The irony of Rahul Gandhi donning the revolutionary mantle with two left-wing activists, Kanhaiya Kumar and Jignesh Mavani, when his very political existence rests on the feudal notion of dynasty can be overlooked if such forays into radical politics were systemic rather than symbolic.

Exactly how this positioning goes with his “ janau-dhaari Brahmin” avatar or occasionally hopping temples can be gauged easily from the serial defeats that the Congress has faced in recent elections. It comes as no surprise that the structural changes Gandhi has effected in the Congress’s Punjab unit started unravelling at the precise moment when he was rolling down the red carpet for the two radicals before the communist martyr Bhagat Singh’s statue.

Arguably, showing the door to an increasingly unpopular erstwhile Patiala royal, Captain (retd.) Amarinder Singh, and replacing him with a son-of-the-soil Dalit face like Charanjit Singh Channi was meant to fit into the egalitarian politics that the Gandhi scion is at pains to adopt. But that hardly explains the anointment of Navjot Singh Sidhu as the party unit chief in a State that is in the grip of an almost year-long peasants’ movement against corporatisation of agriculture.

Convenient choice

Sidhu, besides being unreliable and capricious, exudes a sense of entitlement. He was a convenient choice in the Congress’s ugly power tussle simply because he was seen as a powerful voice against the “75:25 nexus” between Amarinder Singh and the Badal family that rules the Shiromani Akali Dal (SAD). During his stint as Chief Minister, Singh, who had once been with the Akali Dal, is perceived to have been soft towards the Badals in the allegations of corruption, the drug problem as also the case of police firing against protestors who were agitating on the issue of desecration of the Guru Granth Sahib.

The alleged desecration of Sikh religious scriptures in 2015 during the SAD-BJP rule had sparked outrage in the community. Singh was seen to have literally exonerated the Badals by saying that “Badal did not himself go and tear up the Guru Granth Sahib”.

But if the idea was to adopt a more radical line and align with the agitation on the streets, it is inexplicable why the claims of seasoned leaders, someone like Pratap Singh Bajwa whose impassioned speech against the farm laws in the Rajya Sabha had been a talking point at the beginning of the movement, were ignored. The choice of a confirmed party-hopper like Sidhu has, as Amarinder Singh gleefully exclaimed in his “I told you so” tweet, predictably blown up on the Gandhis’ face.

Sidhu has smeared all decisions taken by Channi as CM as “anti-Punjab” and can be entirely expected to jump ship, especially when the Congress’s chief rival, the Aam Aadmi Party (AAP), is desperately looking for a CM face.

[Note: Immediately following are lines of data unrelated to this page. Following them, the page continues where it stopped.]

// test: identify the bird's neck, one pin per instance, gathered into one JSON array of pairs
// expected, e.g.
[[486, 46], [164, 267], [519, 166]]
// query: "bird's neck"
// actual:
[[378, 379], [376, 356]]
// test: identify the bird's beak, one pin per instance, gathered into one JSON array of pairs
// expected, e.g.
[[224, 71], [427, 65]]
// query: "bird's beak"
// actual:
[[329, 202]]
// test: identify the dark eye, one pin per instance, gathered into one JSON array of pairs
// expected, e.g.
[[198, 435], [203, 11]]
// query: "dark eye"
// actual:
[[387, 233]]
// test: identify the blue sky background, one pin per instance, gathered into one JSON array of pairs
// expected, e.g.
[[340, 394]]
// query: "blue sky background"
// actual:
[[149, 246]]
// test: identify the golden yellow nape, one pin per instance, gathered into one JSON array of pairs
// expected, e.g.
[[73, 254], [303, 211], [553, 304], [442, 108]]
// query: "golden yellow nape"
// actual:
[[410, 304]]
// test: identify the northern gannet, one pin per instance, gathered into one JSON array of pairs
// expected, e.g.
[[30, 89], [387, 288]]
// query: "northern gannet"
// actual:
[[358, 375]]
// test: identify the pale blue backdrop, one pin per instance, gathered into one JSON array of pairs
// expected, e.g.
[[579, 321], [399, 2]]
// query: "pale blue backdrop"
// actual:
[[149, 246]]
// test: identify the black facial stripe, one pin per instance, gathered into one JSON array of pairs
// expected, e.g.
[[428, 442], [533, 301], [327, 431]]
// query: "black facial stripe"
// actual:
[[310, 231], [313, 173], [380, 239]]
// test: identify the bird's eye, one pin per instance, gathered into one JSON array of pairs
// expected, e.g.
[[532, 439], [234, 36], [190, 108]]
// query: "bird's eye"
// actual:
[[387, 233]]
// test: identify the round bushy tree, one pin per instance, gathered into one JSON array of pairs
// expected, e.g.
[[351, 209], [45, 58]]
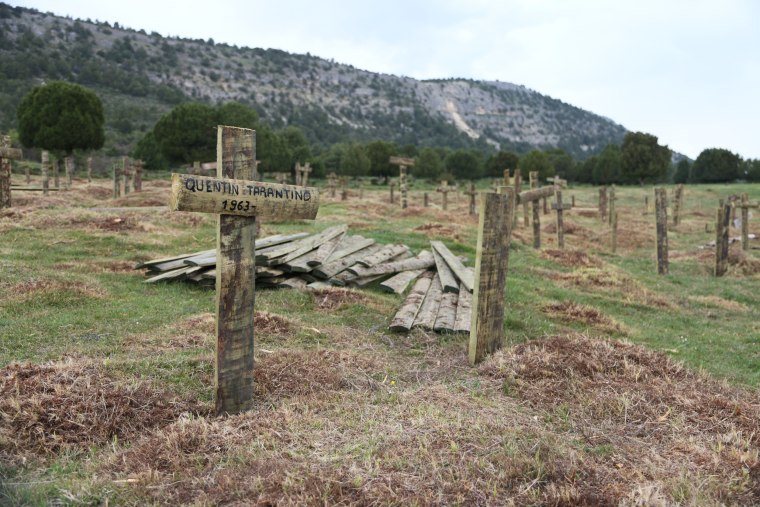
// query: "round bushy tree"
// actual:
[[61, 117]]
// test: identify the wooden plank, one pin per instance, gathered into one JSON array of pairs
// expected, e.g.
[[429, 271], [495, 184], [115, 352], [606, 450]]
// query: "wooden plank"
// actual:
[[406, 314], [315, 241], [384, 254], [464, 311], [333, 268], [463, 274], [235, 280], [395, 267], [399, 282], [447, 313], [448, 281], [429, 309], [243, 197], [346, 251], [325, 250], [494, 232]]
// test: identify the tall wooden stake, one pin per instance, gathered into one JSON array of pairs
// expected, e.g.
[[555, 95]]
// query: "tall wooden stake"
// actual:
[[661, 217], [491, 263]]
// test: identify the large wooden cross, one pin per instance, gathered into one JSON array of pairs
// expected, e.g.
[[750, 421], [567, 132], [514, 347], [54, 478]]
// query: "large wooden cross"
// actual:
[[560, 207], [403, 163], [6, 155], [237, 200]]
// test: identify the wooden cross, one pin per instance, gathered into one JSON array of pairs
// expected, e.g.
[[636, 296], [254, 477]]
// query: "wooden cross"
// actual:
[[444, 189], [6, 155], [238, 201], [745, 207], [127, 172], [560, 207], [332, 183], [305, 170], [403, 164], [472, 193], [137, 179]]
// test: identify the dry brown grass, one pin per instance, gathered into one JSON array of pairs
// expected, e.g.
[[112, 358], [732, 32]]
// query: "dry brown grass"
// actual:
[[647, 420], [47, 408]]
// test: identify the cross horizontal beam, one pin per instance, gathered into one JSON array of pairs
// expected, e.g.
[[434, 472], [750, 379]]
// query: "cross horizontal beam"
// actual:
[[222, 196]]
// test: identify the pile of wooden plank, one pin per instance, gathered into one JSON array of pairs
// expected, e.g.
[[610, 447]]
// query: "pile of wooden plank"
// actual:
[[439, 300]]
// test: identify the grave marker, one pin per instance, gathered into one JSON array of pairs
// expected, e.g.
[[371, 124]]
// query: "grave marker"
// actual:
[[722, 226], [444, 189], [238, 201], [45, 168], [661, 220], [6, 155], [472, 193], [403, 163], [68, 163], [560, 207], [137, 181], [491, 263], [536, 215]]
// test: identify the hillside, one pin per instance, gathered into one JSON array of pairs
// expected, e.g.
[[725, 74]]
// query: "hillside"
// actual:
[[140, 76]]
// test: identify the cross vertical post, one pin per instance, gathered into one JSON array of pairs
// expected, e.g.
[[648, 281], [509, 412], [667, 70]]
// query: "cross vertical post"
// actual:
[[661, 218]]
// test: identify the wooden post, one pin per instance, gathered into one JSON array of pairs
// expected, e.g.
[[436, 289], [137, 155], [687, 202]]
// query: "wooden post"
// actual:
[[472, 193], [45, 172], [305, 170], [444, 189], [56, 165], [237, 200], [603, 203], [677, 204], [491, 263], [722, 227], [536, 214], [611, 201], [403, 164], [116, 181], [661, 218], [137, 182], [560, 207], [6, 155], [126, 171], [69, 165]]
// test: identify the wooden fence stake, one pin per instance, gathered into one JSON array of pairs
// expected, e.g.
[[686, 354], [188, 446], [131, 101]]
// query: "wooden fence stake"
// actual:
[[661, 217], [491, 263]]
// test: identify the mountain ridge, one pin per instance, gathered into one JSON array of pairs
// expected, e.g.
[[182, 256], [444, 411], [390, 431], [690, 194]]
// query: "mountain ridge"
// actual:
[[141, 76]]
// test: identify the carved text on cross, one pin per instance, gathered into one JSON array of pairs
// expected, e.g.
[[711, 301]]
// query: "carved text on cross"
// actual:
[[237, 199]]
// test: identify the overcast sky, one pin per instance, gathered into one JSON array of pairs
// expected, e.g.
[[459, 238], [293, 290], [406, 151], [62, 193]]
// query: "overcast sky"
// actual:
[[687, 71]]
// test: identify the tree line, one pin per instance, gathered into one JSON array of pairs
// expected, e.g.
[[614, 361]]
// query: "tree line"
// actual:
[[63, 117]]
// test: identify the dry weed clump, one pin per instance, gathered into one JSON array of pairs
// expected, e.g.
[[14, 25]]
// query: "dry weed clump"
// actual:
[[571, 258], [63, 290], [329, 299], [285, 374], [642, 410], [573, 312], [47, 408]]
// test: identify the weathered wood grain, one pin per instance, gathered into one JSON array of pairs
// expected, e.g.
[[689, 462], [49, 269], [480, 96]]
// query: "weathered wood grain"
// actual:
[[429, 309], [404, 318], [267, 201], [464, 275], [492, 257]]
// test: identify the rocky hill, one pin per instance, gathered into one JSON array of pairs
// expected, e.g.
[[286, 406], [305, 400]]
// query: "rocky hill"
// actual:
[[140, 76]]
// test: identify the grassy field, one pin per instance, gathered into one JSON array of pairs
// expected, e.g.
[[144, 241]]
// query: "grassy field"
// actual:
[[617, 386]]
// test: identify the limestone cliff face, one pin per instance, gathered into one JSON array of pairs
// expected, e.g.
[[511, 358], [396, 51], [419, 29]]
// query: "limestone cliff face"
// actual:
[[140, 76]]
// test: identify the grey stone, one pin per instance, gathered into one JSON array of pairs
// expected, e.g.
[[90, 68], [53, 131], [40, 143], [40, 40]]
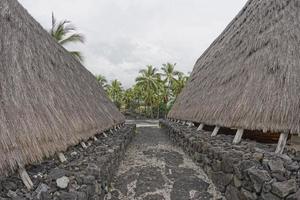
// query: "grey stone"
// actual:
[[93, 170], [258, 156], [221, 180], [258, 178], [269, 196], [282, 189], [40, 189], [232, 193], [57, 173], [295, 196], [276, 165], [12, 194], [278, 176], [68, 195], [241, 168], [88, 179], [62, 182], [294, 166], [74, 153], [248, 195], [296, 158], [216, 165], [237, 182]]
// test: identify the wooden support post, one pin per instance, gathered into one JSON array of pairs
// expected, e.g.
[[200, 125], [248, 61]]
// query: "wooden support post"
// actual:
[[281, 143], [200, 128], [61, 157], [83, 145], [215, 132], [238, 136], [25, 178]]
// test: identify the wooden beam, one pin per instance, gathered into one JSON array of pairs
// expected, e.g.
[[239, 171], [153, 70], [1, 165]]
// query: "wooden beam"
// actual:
[[25, 178], [281, 143], [238, 136], [200, 128], [61, 157], [83, 145], [215, 132]]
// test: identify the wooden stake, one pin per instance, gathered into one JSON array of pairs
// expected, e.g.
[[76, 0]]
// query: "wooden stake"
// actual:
[[61, 157], [281, 143], [200, 128], [83, 145], [25, 178], [215, 132], [190, 124], [238, 136]]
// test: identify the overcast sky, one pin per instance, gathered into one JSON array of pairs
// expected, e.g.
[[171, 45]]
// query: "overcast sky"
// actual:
[[123, 36]]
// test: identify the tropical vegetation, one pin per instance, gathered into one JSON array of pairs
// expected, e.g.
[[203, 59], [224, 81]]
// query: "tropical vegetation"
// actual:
[[153, 93], [64, 32]]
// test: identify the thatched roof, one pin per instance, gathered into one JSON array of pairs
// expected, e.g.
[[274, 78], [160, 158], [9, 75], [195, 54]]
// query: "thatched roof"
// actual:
[[49, 101], [250, 75]]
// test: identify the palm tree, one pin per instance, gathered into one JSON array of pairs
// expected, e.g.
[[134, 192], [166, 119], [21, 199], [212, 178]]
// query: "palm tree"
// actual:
[[128, 98], [65, 33], [179, 83], [115, 92], [148, 80], [169, 74], [102, 80]]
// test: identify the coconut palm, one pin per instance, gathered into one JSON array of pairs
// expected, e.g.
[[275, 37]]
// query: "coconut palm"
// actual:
[[148, 80], [169, 74], [115, 92], [102, 80], [179, 83], [65, 33]]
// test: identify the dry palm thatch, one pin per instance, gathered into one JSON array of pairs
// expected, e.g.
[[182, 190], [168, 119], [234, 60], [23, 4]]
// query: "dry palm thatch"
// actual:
[[49, 101], [250, 75]]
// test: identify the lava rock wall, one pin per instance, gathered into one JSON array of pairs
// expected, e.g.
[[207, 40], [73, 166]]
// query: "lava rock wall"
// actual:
[[246, 171]]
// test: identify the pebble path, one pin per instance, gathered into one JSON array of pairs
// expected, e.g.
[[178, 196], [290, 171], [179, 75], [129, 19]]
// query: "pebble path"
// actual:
[[155, 169]]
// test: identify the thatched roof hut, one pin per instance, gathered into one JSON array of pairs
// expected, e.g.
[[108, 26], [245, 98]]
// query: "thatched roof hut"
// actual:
[[49, 101], [249, 77]]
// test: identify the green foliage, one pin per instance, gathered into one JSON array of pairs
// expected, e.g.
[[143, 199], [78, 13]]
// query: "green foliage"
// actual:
[[153, 94], [65, 33]]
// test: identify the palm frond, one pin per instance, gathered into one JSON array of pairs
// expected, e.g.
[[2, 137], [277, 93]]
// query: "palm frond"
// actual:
[[78, 55]]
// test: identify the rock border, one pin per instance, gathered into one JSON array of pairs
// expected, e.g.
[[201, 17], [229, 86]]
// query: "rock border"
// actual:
[[246, 171], [87, 174]]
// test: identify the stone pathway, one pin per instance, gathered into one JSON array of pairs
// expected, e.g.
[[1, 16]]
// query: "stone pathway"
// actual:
[[155, 169]]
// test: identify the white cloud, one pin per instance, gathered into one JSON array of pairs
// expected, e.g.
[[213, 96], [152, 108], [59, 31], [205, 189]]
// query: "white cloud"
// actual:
[[125, 35]]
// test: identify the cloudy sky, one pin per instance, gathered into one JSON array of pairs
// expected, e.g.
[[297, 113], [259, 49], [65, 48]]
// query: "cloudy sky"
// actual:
[[122, 36]]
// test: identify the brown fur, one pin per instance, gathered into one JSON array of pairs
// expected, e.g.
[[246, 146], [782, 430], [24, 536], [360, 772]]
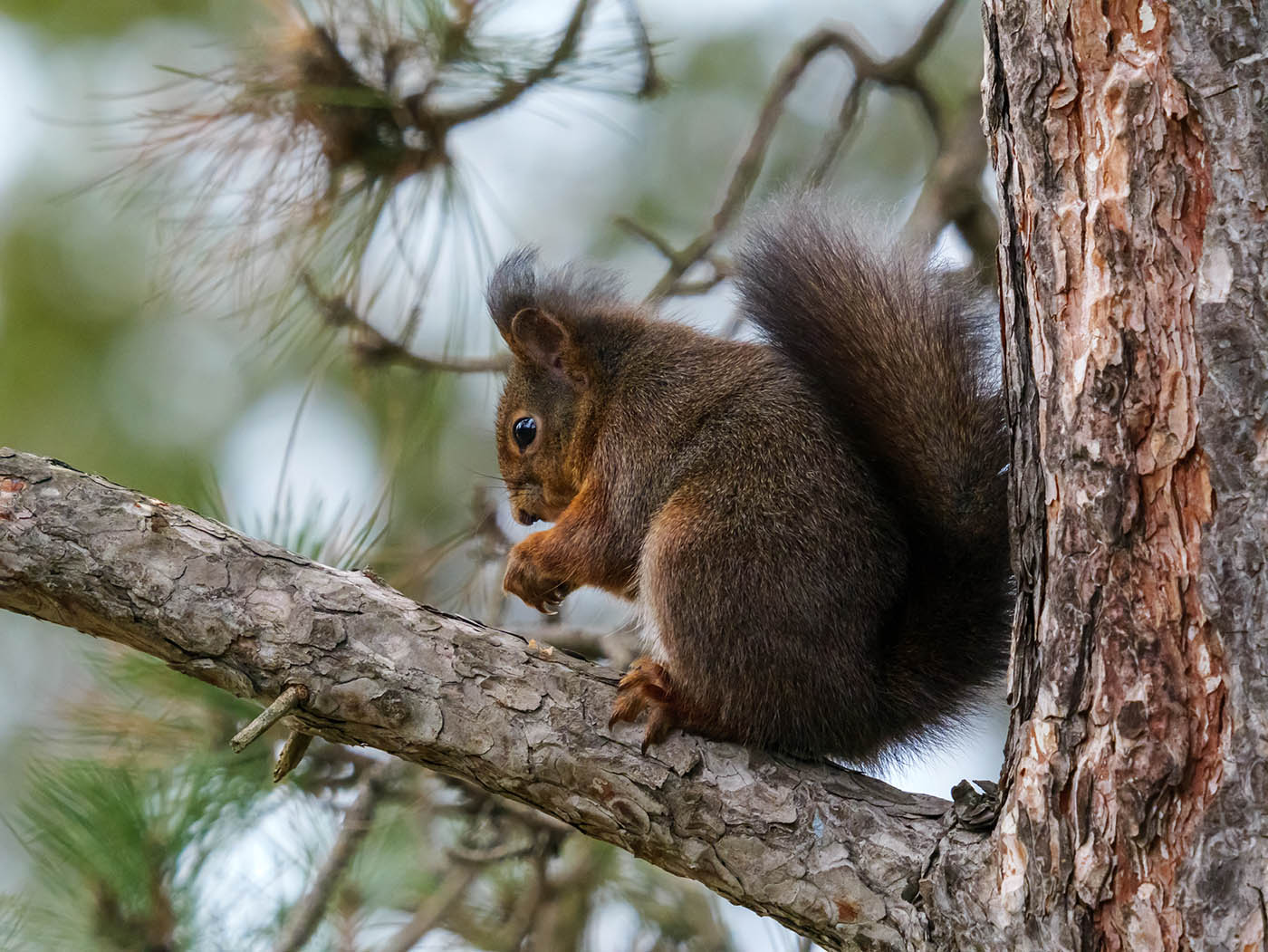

Besides the organisational and structural problems — the confusion arising out of Gandhi’s amateurish refusal to either take over as Congress President or cede ground to someone else (in other words, assume authority with accountability) — the more serious issue is his positioning on issues of political economy. For the Congress, which has followed a pro-reforms, growth-oriented outlook, with an eye on distributive justice and social security programmes, Gandhi’s economic views, often expressed through sudden, terse observations, reflect a definite leftward incline. What is problematic is that this is clearly at variance with the line that his party elders articulate.

Take, for instance, Gandhi’s characterisation of the asset monetisation pipeline as the “total sell-out of the national capital” and that the “PM has sold everything”. Gandhi questioned the measure itself while former Finance Minister P Chidambaram, sitting right next to him, restricted himself to the modalities of the scheme.

“This exercise has been designed without any ex ante criteria. The Government should have spelt out what its criteria were and what its goals were. You don’t embark upon such a big exercise without setting out the criteria and what your goals are,” Chidambaram explained.

While divergence can be explained as part of the internal democracy and “various streams flourish under the Congress umbrella” argument, the question is whether acute contradictions can be sustained. As the goings-on in Punjab signify, Gandhi is clearly deciding on organisational and policy matters. If the Congress wants to be taken seriously, Gandhi’s position needs to be spelt out. He should convene a national session to deliberate on the party’s vision and sort out the organisational chaos.